There are two levels of improving employee performance. The first is the macro level, in which you offer all employees extensive training to ensure they understand the business, goals, values, and job performance expectations. The second is the micro-level in which you offer personalized small-group or one-on-one training to allow each employee the opportunity to ask questions and gain clarification on how to do their job in the best way possible.
Here are four tips to enhance both macro- and micro-level employee coaching to improve productivity.
1. Create training videos.
Corporate training video production companies like COLDEA Productions make it easy for companies to create short training videos that are easy to watch and cover all the basics of a company, job, or position. These high-quality instructional videos can explain all of the general information that employees need to know, including the human resource information covering basic procedures and chain of command. These corporate training videos can be made available through a digital platform so that they can be watched independently to save time in the office. These videos can utilize live action or animation depending on the type of video you want. You can work with the video production team on a storyboard and edits. While they are not interactive, they are ideal for macro-level training.
2. Promote interaction.
IConnect offers coaching in the workplace solutions that utilize videos with interaction through a mobile app. Employees can take job-specific training, interact with their employers, and ask questions remotely. This uses an element of social learning that many young workers have grown accustomed to and is provided through a mobile app, which makes it readily available to everyone and can be tailored to specific positions. The more employees can interact during training, the more they will learn from each other, and it will benefit overall productivity.
3. Offer in-person training.
While mobile and video training is versatile and highly accessible, there is still value in in-person training. Namely, it is an excellent way for employees to get to know each other, learn from each other, and gain a sense of teamwork or even family. In-person training should be limited so they don’t take away from productivity time. However, offering employees a quarterly break that combines training and socialization is generally good for company morale. Some companies host annual conferences that give employees a chance to take classes of their choosing while also socializing and having fun. Planning conferences at fun locations at no cost to the employees will also boost morale.

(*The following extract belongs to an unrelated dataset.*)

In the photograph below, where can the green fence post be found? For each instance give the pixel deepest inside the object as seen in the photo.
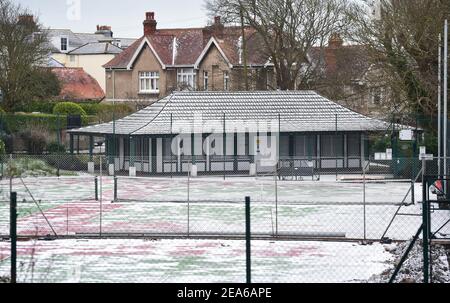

4. Make individual coaching available.
Individual coaching should be made available for employees who are struggling with their job performance. Often, companies take a disciplinary approach to lacking job performance. However, it’s possible that the employee needs additional training or accommodations or is struggling personally and needs to step away. Without sitting down with that employee, it is impossible to know what is happening. The disciplinary approach may mean you are losing a great employee because you didn’t take the time to see if they need extra training or mentoring. If your company is one where people are paid on commission or incentives, offering free coaching will help them help themselves and create a long-term relationship with your team.
Employee coaching is always the best approach to increasing productivity. Employees are most productive when they have a sense of loyalty to their employer and share the same vision and goals. Employees work hard for employers they believe are working for them, which becomes a symbiotic relationship. Companies that experience high turnover and low productivity generally see replacing their employees as a good alternative to properly training them when there might be a better way.